De plus, l’appropriation massive de pratiques alternatives à la chimie par l’ensemble du collectif et les changements opérés dans les processus décisionnels démontrent la pertinence du projet R2D2 et son utilité pour une gestion des ravageurs plus raisonnée et intégrative.
En 2021, le projet R2D2 est devenu la principale source d’information des agriculteurs pour prendre leurs décisions. En améliorant le partage d’informations scientifiques et techniques, la mise en réseau et la coopération entre agriculteurs, le projet R2D2 a aussi joué un rôle de catalyseur pour ce collectif déjà formé et mûr pour entreprendre des changements de systèmes.

Perspectives

Les résultats de l’évaluation encouragent à travailler encore davantage pour aider les agriculteurs à mieux quantifier les risques associés aux ravageurs et à poursuivre les efforts entrepris pour la création d’un territoire plus fonctionnel vis-à-vis des régulations biologiques et le déploiement de leviers favorisant la résilience des systèmes. Les efforts devront se concentrer sur la réduction des traitements insecticides systématiques qui sont encore parfois pratiqués notamment sur céréales vis-à-vis du risque pucerons.

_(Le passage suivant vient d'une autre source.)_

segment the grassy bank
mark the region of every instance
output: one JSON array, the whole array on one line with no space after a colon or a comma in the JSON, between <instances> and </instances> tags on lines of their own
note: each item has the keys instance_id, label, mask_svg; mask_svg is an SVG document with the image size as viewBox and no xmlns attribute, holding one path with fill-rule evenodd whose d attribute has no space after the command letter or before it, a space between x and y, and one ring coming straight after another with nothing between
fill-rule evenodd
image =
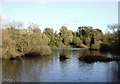
<instances>
[{"instance_id":1,"label":"grassy bank","mask_svg":"<svg viewBox=\"0 0 120 84\"><path fill-rule=\"evenodd\" d=\"M114 57L114 58L109 58L101 55L86 55L79 57L79 60L86 62L86 63L92 63L92 62L110 62L110 61L120 61L120 57Z\"/></svg>"}]
</instances>

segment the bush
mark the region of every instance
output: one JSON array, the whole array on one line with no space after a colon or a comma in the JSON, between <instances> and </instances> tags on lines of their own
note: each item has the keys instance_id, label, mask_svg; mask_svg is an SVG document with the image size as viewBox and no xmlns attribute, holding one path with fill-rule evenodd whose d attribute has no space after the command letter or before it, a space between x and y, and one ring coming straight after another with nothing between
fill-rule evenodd
<instances>
[{"instance_id":1,"label":"bush","mask_svg":"<svg viewBox=\"0 0 120 84\"><path fill-rule=\"evenodd\" d=\"M2 58L16 58L28 53L50 55L48 38L42 32L26 32L15 28L3 29Z\"/></svg>"}]
</instances>

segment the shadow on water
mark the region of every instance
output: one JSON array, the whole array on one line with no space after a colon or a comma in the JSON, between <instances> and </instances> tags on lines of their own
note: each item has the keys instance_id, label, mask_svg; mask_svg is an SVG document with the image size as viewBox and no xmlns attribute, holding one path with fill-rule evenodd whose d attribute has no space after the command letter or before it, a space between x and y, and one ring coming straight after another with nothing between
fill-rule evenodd
<instances>
[{"instance_id":1,"label":"shadow on water","mask_svg":"<svg viewBox=\"0 0 120 84\"><path fill-rule=\"evenodd\" d=\"M16 82L118 82L120 62L84 63L85 55L115 56L109 52L81 49L54 49L51 56L35 59L3 60L3 81ZM60 61L60 55L69 58Z\"/></svg>"}]
</instances>

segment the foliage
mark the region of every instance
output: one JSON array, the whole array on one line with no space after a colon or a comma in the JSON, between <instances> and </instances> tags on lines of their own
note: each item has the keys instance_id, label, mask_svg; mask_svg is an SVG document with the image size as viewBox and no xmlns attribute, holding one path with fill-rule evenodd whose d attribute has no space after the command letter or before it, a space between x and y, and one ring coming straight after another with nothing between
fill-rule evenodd
<instances>
[{"instance_id":1,"label":"foliage","mask_svg":"<svg viewBox=\"0 0 120 84\"><path fill-rule=\"evenodd\" d=\"M26 32L22 29L18 30L15 28L3 29L2 58L22 56L29 52L50 55L51 50L47 45L48 38L42 32L34 30Z\"/></svg>"}]
</instances>

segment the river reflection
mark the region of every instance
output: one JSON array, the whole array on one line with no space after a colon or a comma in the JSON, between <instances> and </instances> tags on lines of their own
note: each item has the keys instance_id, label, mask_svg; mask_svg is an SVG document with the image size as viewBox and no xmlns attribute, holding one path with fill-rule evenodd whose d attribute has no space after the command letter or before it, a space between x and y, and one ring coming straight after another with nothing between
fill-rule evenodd
<instances>
[{"instance_id":1,"label":"river reflection","mask_svg":"<svg viewBox=\"0 0 120 84\"><path fill-rule=\"evenodd\" d=\"M59 56L69 59L60 61ZM84 63L85 55L116 56L109 52L87 49L54 49L51 56L34 59L3 60L2 81L12 82L118 82L120 62Z\"/></svg>"}]
</instances>

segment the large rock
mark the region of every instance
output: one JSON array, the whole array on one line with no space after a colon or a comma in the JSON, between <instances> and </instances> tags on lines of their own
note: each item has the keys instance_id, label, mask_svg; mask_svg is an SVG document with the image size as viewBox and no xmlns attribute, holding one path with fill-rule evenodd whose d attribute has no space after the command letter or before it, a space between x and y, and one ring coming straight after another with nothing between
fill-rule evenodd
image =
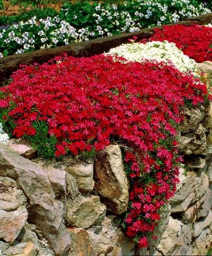
<instances>
[{"instance_id":1,"label":"large rock","mask_svg":"<svg viewBox=\"0 0 212 256\"><path fill-rule=\"evenodd\" d=\"M212 222L212 212L210 211L208 216L203 220L196 222L193 225L192 235L193 237L199 236L202 231L207 227L209 227Z\"/></svg>"},{"instance_id":2,"label":"large rock","mask_svg":"<svg viewBox=\"0 0 212 256\"><path fill-rule=\"evenodd\" d=\"M67 199L66 220L68 226L87 228L100 224L106 213L105 205L95 195L80 195L74 200Z\"/></svg>"},{"instance_id":3,"label":"large rock","mask_svg":"<svg viewBox=\"0 0 212 256\"><path fill-rule=\"evenodd\" d=\"M21 139L10 139L8 146L25 158L31 159L38 154L38 151L33 149L29 142Z\"/></svg>"},{"instance_id":4,"label":"large rock","mask_svg":"<svg viewBox=\"0 0 212 256\"><path fill-rule=\"evenodd\" d=\"M68 256L95 256L87 232L80 228L70 228L72 243Z\"/></svg>"},{"instance_id":5,"label":"large rock","mask_svg":"<svg viewBox=\"0 0 212 256\"><path fill-rule=\"evenodd\" d=\"M181 154L203 154L207 148L206 129L200 124L197 130L179 136L178 149Z\"/></svg>"},{"instance_id":6,"label":"large rock","mask_svg":"<svg viewBox=\"0 0 212 256\"><path fill-rule=\"evenodd\" d=\"M13 180L0 177L0 239L12 243L26 223L26 198Z\"/></svg>"},{"instance_id":7,"label":"large rock","mask_svg":"<svg viewBox=\"0 0 212 256\"><path fill-rule=\"evenodd\" d=\"M204 117L203 107L187 108L183 112L183 121L181 124L181 132L185 134L196 131Z\"/></svg>"},{"instance_id":8,"label":"large rock","mask_svg":"<svg viewBox=\"0 0 212 256\"><path fill-rule=\"evenodd\" d=\"M210 248L212 241L212 235L210 229L204 228L201 234L190 246L190 250L187 252L188 255L206 255L209 249Z\"/></svg>"},{"instance_id":9,"label":"large rock","mask_svg":"<svg viewBox=\"0 0 212 256\"><path fill-rule=\"evenodd\" d=\"M66 193L67 197L71 200L75 199L80 194L77 181L68 173L66 175Z\"/></svg>"},{"instance_id":10,"label":"large rock","mask_svg":"<svg viewBox=\"0 0 212 256\"><path fill-rule=\"evenodd\" d=\"M68 166L66 171L77 181L79 189L82 193L91 192L94 186L93 163L80 162Z\"/></svg>"},{"instance_id":11,"label":"large rock","mask_svg":"<svg viewBox=\"0 0 212 256\"><path fill-rule=\"evenodd\" d=\"M170 217L169 222L156 249L163 255L186 255L188 244L191 241L190 226Z\"/></svg>"},{"instance_id":12,"label":"large rock","mask_svg":"<svg viewBox=\"0 0 212 256\"><path fill-rule=\"evenodd\" d=\"M16 180L27 198L29 220L40 229L57 255L71 243L46 172L3 144L0 145L0 175Z\"/></svg>"},{"instance_id":13,"label":"large rock","mask_svg":"<svg viewBox=\"0 0 212 256\"><path fill-rule=\"evenodd\" d=\"M99 195L107 211L121 214L127 207L129 186L119 147L107 147L97 156L94 168L94 191Z\"/></svg>"},{"instance_id":14,"label":"large rock","mask_svg":"<svg viewBox=\"0 0 212 256\"><path fill-rule=\"evenodd\" d=\"M36 163L47 173L55 197L61 200L63 202L65 202L66 200L66 172L42 161L39 161Z\"/></svg>"},{"instance_id":15,"label":"large rock","mask_svg":"<svg viewBox=\"0 0 212 256\"><path fill-rule=\"evenodd\" d=\"M183 175L181 173L181 175ZM191 203L197 201L205 194L208 185L208 177L204 173L201 173L199 177L195 172L187 172L180 189L170 199L172 212L186 211Z\"/></svg>"}]
</instances>

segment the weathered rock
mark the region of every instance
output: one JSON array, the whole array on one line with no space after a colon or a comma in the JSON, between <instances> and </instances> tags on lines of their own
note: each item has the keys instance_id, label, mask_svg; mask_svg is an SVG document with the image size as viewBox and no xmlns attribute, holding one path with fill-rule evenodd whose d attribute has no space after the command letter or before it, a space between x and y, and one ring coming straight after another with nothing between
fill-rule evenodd
<instances>
[{"instance_id":1,"label":"weathered rock","mask_svg":"<svg viewBox=\"0 0 212 256\"><path fill-rule=\"evenodd\" d=\"M12 243L28 216L26 198L13 180L0 177L0 239Z\"/></svg>"},{"instance_id":2,"label":"weathered rock","mask_svg":"<svg viewBox=\"0 0 212 256\"><path fill-rule=\"evenodd\" d=\"M72 243L68 256L95 256L89 235L82 228L70 228L69 232Z\"/></svg>"},{"instance_id":3,"label":"weathered rock","mask_svg":"<svg viewBox=\"0 0 212 256\"><path fill-rule=\"evenodd\" d=\"M16 242L20 243L31 242L34 244L36 256L54 256L47 241L43 237L40 231L35 225L26 223L21 231ZM34 256L34 254L31 256Z\"/></svg>"},{"instance_id":4,"label":"weathered rock","mask_svg":"<svg viewBox=\"0 0 212 256\"><path fill-rule=\"evenodd\" d=\"M114 215L108 215L102 223L101 234L104 235L112 243L113 249L108 254L110 256L117 255L135 255L135 244L127 240L126 235L119 227Z\"/></svg>"},{"instance_id":5,"label":"weathered rock","mask_svg":"<svg viewBox=\"0 0 212 256\"><path fill-rule=\"evenodd\" d=\"M80 195L73 200L67 199L66 220L68 226L87 228L100 224L105 212L105 205L100 203L99 196Z\"/></svg>"},{"instance_id":6,"label":"weathered rock","mask_svg":"<svg viewBox=\"0 0 212 256\"><path fill-rule=\"evenodd\" d=\"M185 134L196 131L204 117L202 107L187 108L183 112L183 121L181 124L181 132Z\"/></svg>"},{"instance_id":7,"label":"weathered rock","mask_svg":"<svg viewBox=\"0 0 212 256\"><path fill-rule=\"evenodd\" d=\"M172 212L186 211L190 204L204 195L208 185L207 175L202 173L198 177L195 172L188 172L186 179L182 182L181 189L170 199Z\"/></svg>"},{"instance_id":8,"label":"weathered rock","mask_svg":"<svg viewBox=\"0 0 212 256\"><path fill-rule=\"evenodd\" d=\"M206 175L209 179L209 181L212 182L212 154L207 156L206 160L208 163Z\"/></svg>"},{"instance_id":9,"label":"weathered rock","mask_svg":"<svg viewBox=\"0 0 212 256\"><path fill-rule=\"evenodd\" d=\"M212 235L210 229L204 228L200 235L195 240L192 251L188 252L189 254L188 253L187 255L206 255L210 248L211 241Z\"/></svg>"},{"instance_id":10,"label":"weathered rock","mask_svg":"<svg viewBox=\"0 0 212 256\"><path fill-rule=\"evenodd\" d=\"M192 231L192 236L193 237L199 236L202 231L207 227L209 227L212 222L212 212L210 211L208 216L204 220L196 222L193 225L193 228Z\"/></svg>"},{"instance_id":11,"label":"weathered rock","mask_svg":"<svg viewBox=\"0 0 212 256\"><path fill-rule=\"evenodd\" d=\"M207 167L205 158L197 156L190 156L188 161L187 161L187 166L189 166L190 168L196 170L196 169L200 170L202 171L205 171Z\"/></svg>"},{"instance_id":12,"label":"weathered rock","mask_svg":"<svg viewBox=\"0 0 212 256\"><path fill-rule=\"evenodd\" d=\"M206 193L202 199L200 201L197 217L204 217L207 216L212 207L212 184L209 185L207 189Z\"/></svg>"},{"instance_id":13,"label":"weathered rock","mask_svg":"<svg viewBox=\"0 0 212 256\"><path fill-rule=\"evenodd\" d=\"M157 246L163 255L186 255L187 244L191 241L188 225L170 217L169 222Z\"/></svg>"},{"instance_id":14,"label":"weathered rock","mask_svg":"<svg viewBox=\"0 0 212 256\"><path fill-rule=\"evenodd\" d=\"M15 256L33 256L34 251L34 245L31 242L28 242L24 252L20 254L16 254ZM34 255L36 255L34 254Z\"/></svg>"},{"instance_id":15,"label":"weathered rock","mask_svg":"<svg viewBox=\"0 0 212 256\"><path fill-rule=\"evenodd\" d=\"M169 217L170 214L171 207L169 204L166 205L166 208L164 208L163 212L160 214L161 225L155 230L157 234L157 239L154 240L151 239L149 242L149 254L150 255L158 255L156 253L156 248L160 243L160 239L163 234L167 228L167 226L169 222ZM140 252L140 255L142 255L141 252Z\"/></svg>"},{"instance_id":16,"label":"weathered rock","mask_svg":"<svg viewBox=\"0 0 212 256\"><path fill-rule=\"evenodd\" d=\"M107 147L96 157L94 167L94 191L99 195L107 211L121 214L127 207L129 186L119 147Z\"/></svg>"},{"instance_id":17,"label":"weathered rock","mask_svg":"<svg viewBox=\"0 0 212 256\"><path fill-rule=\"evenodd\" d=\"M71 239L45 172L8 146L1 144L0 175L16 180L28 199L29 219L42 231L55 254L64 255L70 247Z\"/></svg>"},{"instance_id":18,"label":"weathered rock","mask_svg":"<svg viewBox=\"0 0 212 256\"><path fill-rule=\"evenodd\" d=\"M179 140L179 152L187 155L205 153L207 148L205 131L200 124L195 132L182 134Z\"/></svg>"},{"instance_id":19,"label":"weathered rock","mask_svg":"<svg viewBox=\"0 0 212 256\"><path fill-rule=\"evenodd\" d=\"M26 209L23 206L12 212L0 210L0 238L12 243L21 232L27 216Z\"/></svg>"},{"instance_id":20,"label":"weathered rock","mask_svg":"<svg viewBox=\"0 0 212 256\"><path fill-rule=\"evenodd\" d=\"M94 248L94 255L109 255L108 254L113 250L113 246L108 238L103 234L96 234L89 231L87 232Z\"/></svg>"},{"instance_id":21,"label":"weathered rock","mask_svg":"<svg viewBox=\"0 0 212 256\"><path fill-rule=\"evenodd\" d=\"M29 142L23 140L11 139L8 146L25 158L31 159L38 154L38 151L33 149Z\"/></svg>"},{"instance_id":22,"label":"weathered rock","mask_svg":"<svg viewBox=\"0 0 212 256\"><path fill-rule=\"evenodd\" d=\"M34 249L34 245L31 242L21 243L10 246L3 251L3 253L11 256L35 256L36 253Z\"/></svg>"},{"instance_id":23,"label":"weathered rock","mask_svg":"<svg viewBox=\"0 0 212 256\"><path fill-rule=\"evenodd\" d=\"M67 198L73 200L80 194L76 180L68 173L66 175L66 187Z\"/></svg>"},{"instance_id":24,"label":"weathered rock","mask_svg":"<svg viewBox=\"0 0 212 256\"><path fill-rule=\"evenodd\" d=\"M55 197L65 202L66 200L66 172L54 168L52 164L47 164L42 161L36 162L36 163L47 173Z\"/></svg>"},{"instance_id":25,"label":"weathered rock","mask_svg":"<svg viewBox=\"0 0 212 256\"><path fill-rule=\"evenodd\" d=\"M93 163L81 162L68 166L66 171L72 175L77 182L81 192L91 192L94 186L94 166Z\"/></svg>"}]
</instances>

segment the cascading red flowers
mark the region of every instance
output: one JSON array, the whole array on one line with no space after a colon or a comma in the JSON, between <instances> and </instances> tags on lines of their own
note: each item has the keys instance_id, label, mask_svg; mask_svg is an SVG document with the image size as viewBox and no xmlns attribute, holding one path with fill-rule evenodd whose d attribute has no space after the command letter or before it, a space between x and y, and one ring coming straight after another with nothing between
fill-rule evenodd
<instances>
[{"instance_id":1,"label":"cascading red flowers","mask_svg":"<svg viewBox=\"0 0 212 256\"><path fill-rule=\"evenodd\" d=\"M154 30L155 34L148 41L167 40L174 43L185 54L196 62L212 61L212 28L192 24L186 26L177 24L164 26L163 29ZM146 40L143 40L145 43Z\"/></svg>"},{"instance_id":2,"label":"cascading red flowers","mask_svg":"<svg viewBox=\"0 0 212 256\"><path fill-rule=\"evenodd\" d=\"M44 123L55 138L56 156L100 150L117 139L130 149L125 158L130 203L122 226L146 246L148 237L156 238L159 210L178 182L175 127L181 109L186 102L203 103L205 85L164 63L124 63L104 56L57 57L25 66L12 79L0 90L0 121L6 125L7 110L15 136L33 141Z\"/></svg>"}]
</instances>

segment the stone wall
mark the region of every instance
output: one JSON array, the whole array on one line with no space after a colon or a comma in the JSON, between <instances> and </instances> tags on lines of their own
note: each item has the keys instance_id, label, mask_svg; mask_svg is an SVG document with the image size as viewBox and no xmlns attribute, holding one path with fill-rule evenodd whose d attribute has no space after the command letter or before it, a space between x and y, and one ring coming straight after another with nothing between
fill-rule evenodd
<instances>
[{"instance_id":1,"label":"stone wall","mask_svg":"<svg viewBox=\"0 0 212 256\"><path fill-rule=\"evenodd\" d=\"M0 145L0 255L205 255L212 243L212 106L185 109L180 184L158 239L139 250L119 227L128 184L122 149L95 159L36 157L22 140Z\"/></svg>"}]
</instances>

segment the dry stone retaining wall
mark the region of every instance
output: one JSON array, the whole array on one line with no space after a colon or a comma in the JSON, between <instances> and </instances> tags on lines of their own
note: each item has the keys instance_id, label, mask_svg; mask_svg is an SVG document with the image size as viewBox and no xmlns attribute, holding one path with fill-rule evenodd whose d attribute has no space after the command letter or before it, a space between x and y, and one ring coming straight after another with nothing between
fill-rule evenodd
<instances>
[{"instance_id":1,"label":"dry stone retaining wall","mask_svg":"<svg viewBox=\"0 0 212 256\"><path fill-rule=\"evenodd\" d=\"M185 111L181 182L162 214L158 239L142 250L117 223L128 200L118 145L95 159L56 162L36 157L21 140L1 144L0 255L205 254L212 242L211 113L211 105Z\"/></svg>"}]
</instances>

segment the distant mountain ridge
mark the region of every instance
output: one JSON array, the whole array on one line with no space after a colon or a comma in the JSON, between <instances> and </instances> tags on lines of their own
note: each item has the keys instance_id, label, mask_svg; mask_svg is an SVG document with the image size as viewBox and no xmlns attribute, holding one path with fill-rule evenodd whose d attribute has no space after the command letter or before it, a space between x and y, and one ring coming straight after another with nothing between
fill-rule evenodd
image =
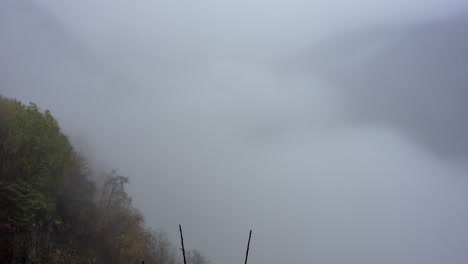
<instances>
[{"instance_id":1,"label":"distant mountain ridge","mask_svg":"<svg viewBox=\"0 0 468 264\"><path fill-rule=\"evenodd\" d=\"M344 92L354 119L406 129L441 155L468 155L468 12L349 32L314 51L302 65Z\"/></svg>"}]
</instances>

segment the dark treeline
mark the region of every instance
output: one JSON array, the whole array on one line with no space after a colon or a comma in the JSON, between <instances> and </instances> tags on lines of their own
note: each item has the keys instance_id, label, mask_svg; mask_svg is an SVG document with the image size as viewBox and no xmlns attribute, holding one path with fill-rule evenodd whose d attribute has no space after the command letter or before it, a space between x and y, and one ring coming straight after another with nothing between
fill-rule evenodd
<instances>
[{"instance_id":1,"label":"dark treeline","mask_svg":"<svg viewBox=\"0 0 468 264\"><path fill-rule=\"evenodd\" d=\"M128 182L94 173L49 111L0 96L0 263L180 263L132 206ZM192 250L188 262L208 261Z\"/></svg>"}]
</instances>

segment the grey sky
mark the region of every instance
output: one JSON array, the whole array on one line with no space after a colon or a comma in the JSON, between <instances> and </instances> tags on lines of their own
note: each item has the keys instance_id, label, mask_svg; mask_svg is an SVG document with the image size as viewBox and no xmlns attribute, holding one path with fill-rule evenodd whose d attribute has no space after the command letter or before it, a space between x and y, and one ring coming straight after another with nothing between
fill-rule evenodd
<instances>
[{"instance_id":1,"label":"grey sky","mask_svg":"<svg viewBox=\"0 0 468 264\"><path fill-rule=\"evenodd\" d=\"M241 262L253 229L249 263L461 264L467 7L3 1L0 93L50 109L213 263Z\"/></svg>"}]
</instances>

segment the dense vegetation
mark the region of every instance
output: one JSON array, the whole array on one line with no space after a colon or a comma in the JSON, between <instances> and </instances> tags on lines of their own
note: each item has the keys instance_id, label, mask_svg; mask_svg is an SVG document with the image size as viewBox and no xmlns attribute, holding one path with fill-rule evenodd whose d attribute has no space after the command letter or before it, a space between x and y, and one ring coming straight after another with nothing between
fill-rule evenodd
<instances>
[{"instance_id":1,"label":"dense vegetation","mask_svg":"<svg viewBox=\"0 0 468 264\"><path fill-rule=\"evenodd\" d=\"M49 111L0 96L0 263L179 263L164 232L145 227L128 182L95 175ZM189 262L207 263L197 251Z\"/></svg>"}]
</instances>

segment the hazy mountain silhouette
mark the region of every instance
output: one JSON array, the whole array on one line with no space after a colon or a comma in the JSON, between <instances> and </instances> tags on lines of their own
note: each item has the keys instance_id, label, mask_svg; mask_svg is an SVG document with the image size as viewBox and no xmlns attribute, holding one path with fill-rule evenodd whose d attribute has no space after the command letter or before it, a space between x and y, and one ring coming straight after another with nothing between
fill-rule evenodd
<instances>
[{"instance_id":1,"label":"hazy mountain silhouette","mask_svg":"<svg viewBox=\"0 0 468 264\"><path fill-rule=\"evenodd\" d=\"M442 155L468 154L468 13L347 32L306 58L343 90L354 119L407 129Z\"/></svg>"}]
</instances>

Nous travaillons actuellement au renforcement de la stratégie d’accompagnement du groupe avec le déploiement de nouveaux outils permettant de mieux piloter le changement (tableaux de bord) et d’accélérer le partage d’informations directement issues des suivis au champs.

1Partenaires : Chambre d’Agriculture 89, Soufflet Agriculture, SeineYonne, Dijon Céréales, INRAE, Arvalis-Institut du végétal.

2Agreste Chiffres et Données N°2019-3, Juin 2019.